Justice of Appeal of the Court of Appeal of Brunei Darussalam
- Incumbent
- Assumed office 2018

Vice-president of the Court of Appeal of Hong Kong
- In office 2014–2018

Justice of Appeal of the Court of Appeal of Hong Kong
- In office 2011–2014

Judge of the Court of First Instance of the High Court of Hong Kong
- In office 2003–2011

Recorder of the Court of First Instance of the High Court of Hong Kong
- In office 2000–2003

Personal details
- Born: 1950 (age 75–76) Southern Rhodesia
- Alma mater: Davidson College Queens' College, Cambridge

= Michael Lunn =

Hong Kong judge

Michael Victor Lunn (倫明高; born 1950) is a senior Hong Kong judge.

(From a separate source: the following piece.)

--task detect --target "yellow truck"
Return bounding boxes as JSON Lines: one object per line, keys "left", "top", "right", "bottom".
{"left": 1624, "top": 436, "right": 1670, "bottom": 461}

He is Chairman of the Market Misconduct Tribunal and the Securities and Futures Appeals Tribunal in Hong Kong.

==Early life==
Lunn was born in Rhodesia (now Zimbabwe) and was educated in England.

In 1968, he won a Richardson Foundation Scholarship to Davidson College in the United States.

He graduated from Queens' College, Cambridge with a BA in law in 1972.

==Legal career==

In 1973, Lunn was called to the Bar in England and was admitted to Inner Temple. He was a barrister in private practice in England from 1974 to 1977.

He moved to British Hong Kong in 1977 and worked in the Attorney-General's Chambers until 1981. From 1982 to 2003, he was in private practice as a member of the Chambers of Gary Plowman, SC.

Lunn took silk in 1994.

He was vice chairman of the Hong Kong Bar Association from 2001 to 2003.

==Judicial career==
Lunn was appointed as a Recorder of the Court of First Instance of the High Court of Hong Kong in 2000. He was appointed as a full-time judge of the Court of First Instance of the High Court of Hong Kong in 2003.

He was elevated to the Court of Appeal of Hong Kong in 2011 and became Vice President of the Court of Appeal in 2014.

Lunn was Chairman of the Market Misconduct Tribunal from 2005 to 2012.

In 2012, Lunn was appointed as Chairman of the Inquiry into the 2012 Lamma Island ferry collision.

After the 2018 Hong Kong bus accident, Lunn was appointed as chairman of the Independent Review Committee on Hong Kong's Franchised Bus Service.

Lunn retired from the Hong Kong Judiciary in 2018. On 1 July 2018, he was awarded the Gold Bauhinia Star by the chief executive in recognition of his dedicated and distinguished service in the Judiciary for 15 years.

Since October 2018, Lunn has been sitting as a justice of appeal of the Court of Appeal of Brunei Darussalam.

Lunn sat as a Deputy Judge of the High Court of Hong Kong in 2019 and 2020.

In 2019, Lunn was re-appointed as Chairman of the Market Misconduct Tribunal and the Securities and Futures Appeals Tribunal for a 3-year term until 2021. In 2021, Lunn's term was extended for 3 years until 2024. In 2024, his term was further extended until 2027.